Step 4: Ricci Tensor Components
The Ricci tensor is computed from:
$$R_{\mu\nu} = \partial_\rho \Gamma^\rho_{\mu\nu} - \partial_\nu \Gamma^\rho_{\mu\rho} + \Gamma^\rho_{\mu\nu}\Gamma^\sigma_{\rho\sigma} - \Gamma^\rho_{\mu\sigma}\Gamma^\sigma_{\nu\rho}$$
After substantial calculation (which I'll spare you the details of!), the independent components are:
$$R_{tt} = e^{2(\alpha-\beta)}\left[\alpha'' + \alpha'^2 - \alpha'\beta' + \frac{2\alpha'}{r}\right]$$
$$R_{rr} = -\alpha'' - \alpha'^2 + \alpha'\beta' + \frac{2\beta'}{r}$$
$$R_{\theta\theta} = e^{-2\beta}\left[r(\beta' - \alpha') - 1\right] + 1$$
$$R_{\phi\phi} = \sin^2\theta \, R_{\theta\theta}$$
Step 5: Solving Rμν = 0
Setting each component to zero and solving the coupled differential equations:
From Rθθ = 0:
$$e^{-2\beta}\left[r(\beta' - \alpha') - 1\right] + 1 = 0$$
$$\Rightarrow \frac{d}{dr}\left(r e^{-2\beta}\right) = 1$$
$$\Rightarrow r e^{-2\beta} = r - r_s$$
$$\Rightarrow e^{2\beta} = \frac{1}{1 - r_s/r}$$
where rs is an integration constant (the Schwarzschild radius).
From Rtt + Rrr = 0:
$$\alpha' + \beta' = 0 \quad \Rightarrow \quad \alpha = -\beta + \text{const}$$
Choosing the constant so that the metric is asymptotically flat (approaches Minkowski as r → ∞):
$$e^{2\alpha} = 1 - \frac{r_s}{r}$$
Step 6: The Schwarzschild Metric
Substituting our solutions for α and β back into the metric:
Schwarzschild Metric
$$ds^2 = -\left(1 - \frac{r_s}{r}\right)c^2 dt^2 + \frac{dr^2}{1 - r_s/r} + r^2(d\theta^2 + \sin^2\theta \, d\phi^2)$$
where the Schwarzschild radius is:
$$r_s = \frac{2GM}{c^2}$$
This is determined by matching to the Newtonian limit at large distances.
Birkhoff's Theorem
Theorem:
The Schwarzschild solution is the unique spherically symmetric vacuum solution to Einstein's field equations.
Implications:
- Any spherically symmetric mass distribution has Schwarzschild geometry outside it
- A pulsating spherical star doesn't produce gravitational waves (spherical symmetry prevents it)
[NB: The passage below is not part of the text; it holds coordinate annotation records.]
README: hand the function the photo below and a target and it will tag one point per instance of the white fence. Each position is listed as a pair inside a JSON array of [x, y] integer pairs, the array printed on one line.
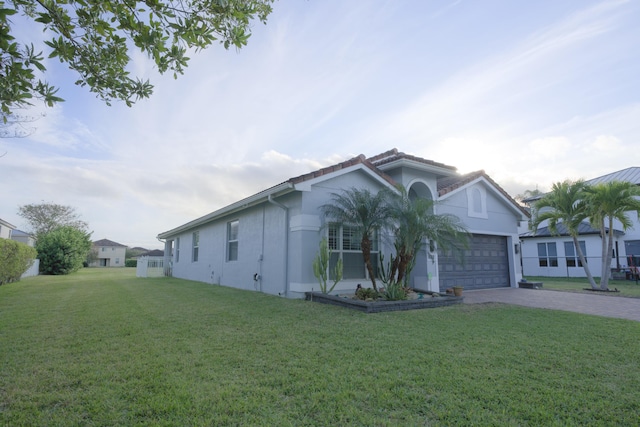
[[150, 266], [33, 270]]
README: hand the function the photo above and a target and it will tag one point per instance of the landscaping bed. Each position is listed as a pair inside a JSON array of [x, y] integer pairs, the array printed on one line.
[[378, 306]]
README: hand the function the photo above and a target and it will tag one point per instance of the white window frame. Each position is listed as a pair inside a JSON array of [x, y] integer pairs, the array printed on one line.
[[195, 253], [571, 254], [233, 246], [545, 259], [343, 248]]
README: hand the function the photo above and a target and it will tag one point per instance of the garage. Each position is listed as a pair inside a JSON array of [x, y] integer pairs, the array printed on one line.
[[485, 265]]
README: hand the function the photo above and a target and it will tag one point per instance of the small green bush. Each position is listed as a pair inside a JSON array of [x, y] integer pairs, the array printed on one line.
[[15, 259], [395, 292], [367, 293], [63, 250]]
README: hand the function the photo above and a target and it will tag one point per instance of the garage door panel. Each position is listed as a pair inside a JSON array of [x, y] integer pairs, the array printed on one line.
[[485, 265]]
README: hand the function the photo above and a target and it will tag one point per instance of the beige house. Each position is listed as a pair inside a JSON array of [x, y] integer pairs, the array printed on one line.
[[108, 254]]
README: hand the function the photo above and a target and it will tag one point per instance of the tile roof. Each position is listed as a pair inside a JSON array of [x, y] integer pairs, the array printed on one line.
[[583, 229], [451, 183], [105, 242], [374, 163], [394, 155], [361, 159]]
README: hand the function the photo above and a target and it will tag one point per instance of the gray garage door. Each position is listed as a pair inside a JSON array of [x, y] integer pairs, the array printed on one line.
[[485, 265]]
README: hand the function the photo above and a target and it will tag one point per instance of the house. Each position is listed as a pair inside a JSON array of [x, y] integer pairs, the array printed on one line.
[[267, 242], [22, 237], [6, 229], [108, 254], [555, 256]]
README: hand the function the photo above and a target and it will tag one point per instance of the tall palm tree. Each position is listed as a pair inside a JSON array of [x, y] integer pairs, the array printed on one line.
[[564, 204], [606, 203], [365, 212], [414, 222]]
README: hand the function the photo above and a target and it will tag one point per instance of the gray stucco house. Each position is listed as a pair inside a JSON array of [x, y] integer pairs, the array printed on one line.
[[267, 242]]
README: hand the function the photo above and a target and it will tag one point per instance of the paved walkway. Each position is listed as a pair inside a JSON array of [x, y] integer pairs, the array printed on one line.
[[598, 305]]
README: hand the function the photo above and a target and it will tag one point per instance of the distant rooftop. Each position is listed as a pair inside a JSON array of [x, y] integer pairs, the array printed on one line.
[[627, 175], [106, 242]]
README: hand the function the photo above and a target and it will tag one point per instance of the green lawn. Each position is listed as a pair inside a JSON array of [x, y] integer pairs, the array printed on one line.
[[101, 347], [627, 288]]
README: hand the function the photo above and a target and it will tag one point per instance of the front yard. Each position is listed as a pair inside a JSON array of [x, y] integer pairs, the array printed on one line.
[[101, 347], [627, 288]]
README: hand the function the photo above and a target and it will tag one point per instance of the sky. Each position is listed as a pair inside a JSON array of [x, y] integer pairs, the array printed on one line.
[[531, 92]]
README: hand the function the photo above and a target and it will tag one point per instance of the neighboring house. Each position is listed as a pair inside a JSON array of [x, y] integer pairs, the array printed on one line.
[[556, 256], [22, 237], [153, 253], [6, 229], [267, 242], [109, 254]]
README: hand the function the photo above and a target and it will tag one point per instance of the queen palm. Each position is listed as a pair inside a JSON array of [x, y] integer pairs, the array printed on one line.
[[608, 202], [415, 222], [565, 204], [365, 212]]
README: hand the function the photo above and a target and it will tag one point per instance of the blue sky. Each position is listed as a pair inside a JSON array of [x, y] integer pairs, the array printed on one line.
[[531, 92]]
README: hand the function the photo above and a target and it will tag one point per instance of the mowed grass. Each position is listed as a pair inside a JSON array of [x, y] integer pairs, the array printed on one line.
[[627, 288], [102, 347]]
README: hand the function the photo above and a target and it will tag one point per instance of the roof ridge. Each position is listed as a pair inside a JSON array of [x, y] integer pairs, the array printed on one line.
[[465, 179]]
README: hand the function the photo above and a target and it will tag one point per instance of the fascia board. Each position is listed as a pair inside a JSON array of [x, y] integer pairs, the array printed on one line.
[[306, 185], [6, 224], [417, 165], [230, 209], [495, 191]]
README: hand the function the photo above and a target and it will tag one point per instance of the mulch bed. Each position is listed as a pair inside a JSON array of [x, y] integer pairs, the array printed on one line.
[[427, 301]]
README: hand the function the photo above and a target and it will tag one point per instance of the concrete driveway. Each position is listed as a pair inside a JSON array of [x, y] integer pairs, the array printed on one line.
[[598, 305]]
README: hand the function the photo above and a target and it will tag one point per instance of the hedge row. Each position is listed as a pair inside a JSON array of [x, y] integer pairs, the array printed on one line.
[[15, 259]]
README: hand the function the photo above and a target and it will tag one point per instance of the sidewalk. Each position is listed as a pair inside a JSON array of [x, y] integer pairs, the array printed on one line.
[[598, 305]]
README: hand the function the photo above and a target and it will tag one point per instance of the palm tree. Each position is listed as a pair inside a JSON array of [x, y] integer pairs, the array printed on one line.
[[605, 203], [564, 204], [414, 223], [365, 212]]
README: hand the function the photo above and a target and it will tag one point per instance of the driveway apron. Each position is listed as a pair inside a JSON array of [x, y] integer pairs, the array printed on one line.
[[598, 305]]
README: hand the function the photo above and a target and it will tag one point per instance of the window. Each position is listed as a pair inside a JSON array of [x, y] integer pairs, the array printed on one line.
[[573, 260], [196, 244], [344, 243], [232, 241], [477, 202], [547, 255]]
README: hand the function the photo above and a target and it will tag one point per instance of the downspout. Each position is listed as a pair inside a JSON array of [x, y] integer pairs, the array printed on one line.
[[286, 242], [168, 257]]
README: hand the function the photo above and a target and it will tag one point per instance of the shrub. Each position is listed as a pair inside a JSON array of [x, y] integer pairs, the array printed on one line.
[[15, 259], [321, 267], [367, 293], [395, 292], [63, 250]]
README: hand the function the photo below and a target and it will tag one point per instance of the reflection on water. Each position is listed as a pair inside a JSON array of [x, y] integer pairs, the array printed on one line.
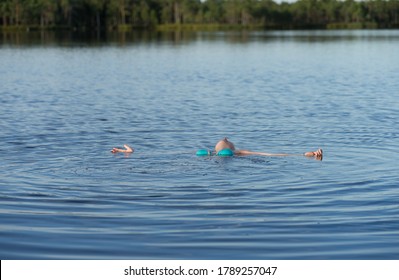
[[68, 38]]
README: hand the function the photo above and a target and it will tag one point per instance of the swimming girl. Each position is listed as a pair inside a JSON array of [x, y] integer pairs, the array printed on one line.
[[225, 144]]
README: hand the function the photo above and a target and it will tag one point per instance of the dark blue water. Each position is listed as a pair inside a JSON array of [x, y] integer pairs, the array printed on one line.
[[63, 195]]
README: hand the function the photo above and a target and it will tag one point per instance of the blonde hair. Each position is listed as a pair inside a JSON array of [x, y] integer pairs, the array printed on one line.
[[224, 144]]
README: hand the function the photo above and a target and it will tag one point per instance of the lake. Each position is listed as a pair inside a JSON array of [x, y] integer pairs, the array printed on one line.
[[65, 102]]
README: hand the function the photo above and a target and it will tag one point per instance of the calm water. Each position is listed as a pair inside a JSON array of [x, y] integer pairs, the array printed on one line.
[[66, 103]]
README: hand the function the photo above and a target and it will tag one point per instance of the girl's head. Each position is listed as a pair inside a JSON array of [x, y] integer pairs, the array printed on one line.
[[224, 144]]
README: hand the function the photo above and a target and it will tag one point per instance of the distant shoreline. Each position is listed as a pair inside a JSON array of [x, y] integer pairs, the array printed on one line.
[[199, 27]]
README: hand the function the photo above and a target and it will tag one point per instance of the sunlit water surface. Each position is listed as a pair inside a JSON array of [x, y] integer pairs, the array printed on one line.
[[64, 105]]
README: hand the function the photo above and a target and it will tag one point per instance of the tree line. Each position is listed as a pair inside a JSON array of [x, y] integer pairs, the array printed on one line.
[[126, 14]]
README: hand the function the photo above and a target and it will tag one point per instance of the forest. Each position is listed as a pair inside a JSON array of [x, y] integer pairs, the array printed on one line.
[[129, 14]]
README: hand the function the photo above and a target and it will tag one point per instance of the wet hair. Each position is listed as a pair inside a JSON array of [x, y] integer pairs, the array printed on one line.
[[224, 144]]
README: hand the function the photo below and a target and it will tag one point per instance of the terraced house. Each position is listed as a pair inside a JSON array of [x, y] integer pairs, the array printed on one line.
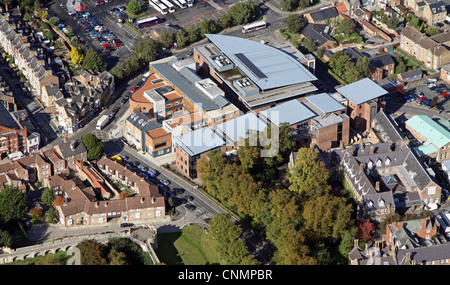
[[431, 53]]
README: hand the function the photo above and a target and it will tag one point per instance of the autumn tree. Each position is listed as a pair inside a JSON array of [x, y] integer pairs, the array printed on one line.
[[92, 252], [365, 229]]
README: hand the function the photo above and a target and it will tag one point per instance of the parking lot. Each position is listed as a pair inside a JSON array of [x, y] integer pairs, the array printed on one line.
[[421, 95]]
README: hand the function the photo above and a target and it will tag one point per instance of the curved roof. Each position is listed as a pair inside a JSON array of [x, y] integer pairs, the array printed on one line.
[[266, 66]]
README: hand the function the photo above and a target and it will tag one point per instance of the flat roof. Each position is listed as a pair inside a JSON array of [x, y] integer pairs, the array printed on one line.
[[291, 112], [325, 103], [237, 128], [362, 91], [266, 66], [199, 141]]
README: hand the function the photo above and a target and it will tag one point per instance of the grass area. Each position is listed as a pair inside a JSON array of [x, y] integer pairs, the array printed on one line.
[[191, 246], [59, 258]]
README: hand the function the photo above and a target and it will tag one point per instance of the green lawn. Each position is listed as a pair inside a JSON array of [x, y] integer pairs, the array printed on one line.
[[191, 246]]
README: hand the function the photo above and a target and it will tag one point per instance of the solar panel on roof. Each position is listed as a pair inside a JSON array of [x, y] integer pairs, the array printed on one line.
[[256, 71]]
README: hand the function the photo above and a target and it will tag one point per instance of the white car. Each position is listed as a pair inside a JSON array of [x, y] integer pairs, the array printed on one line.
[[165, 182]]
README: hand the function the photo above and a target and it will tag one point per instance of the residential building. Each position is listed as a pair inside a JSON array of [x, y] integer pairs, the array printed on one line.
[[435, 12], [432, 54], [435, 138], [319, 34], [325, 15]]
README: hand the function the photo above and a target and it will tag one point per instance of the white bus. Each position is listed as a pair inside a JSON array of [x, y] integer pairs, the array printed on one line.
[[254, 27], [181, 3], [158, 6], [169, 6]]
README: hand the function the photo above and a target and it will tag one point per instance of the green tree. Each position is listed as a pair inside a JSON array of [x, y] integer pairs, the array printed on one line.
[[289, 5], [432, 31], [76, 55], [133, 7], [13, 204], [181, 39], [146, 49], [338, 62], [193, 33], [93, 145], [48, 197], [93, 61], [346, 27], [308, 177], [5, 239], [363, 67], [294, 23]]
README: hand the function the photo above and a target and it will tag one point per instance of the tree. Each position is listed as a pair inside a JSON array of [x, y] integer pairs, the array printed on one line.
[[133, 7], [309, 176], [309, 44], [338, 62], [93, 61], [181, 39], [363, 67], [36, 215], [326, 216], [5, 239], [294, 23], [193, 33], [393, 21], [289, 5], [48, 197], [166, 39], [400, 66], [146, 49], [13, 204], [76, 55], [59, 200], [432, 31], [93, 145], [365, 229], [346, 27]]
- The exterior geometry doesn't depend on the star's internal structure—only its total mass M
Physical Interpretation
For the Sun:
$$r_s = \frac{2GM_\odot}{c^2} \approx 3 \text{ km}$$
The Sun's actual radius is 696,000 km, so we're far from the Schwarzschild radius.
For Earth:
$$r_s = \frac{2GM_\oplus}{c^2} \approx 9 \text{ mm}$$
Earth would need to be compressed to 9 millimeters to become a black hole!
What is a Black Hole?
A black hole forms when mass M is compressed within its Schwarzschild radius rs. At r = rs, the metric component gtt vanishes and grr diverges—this is the event horizon, the point of no return.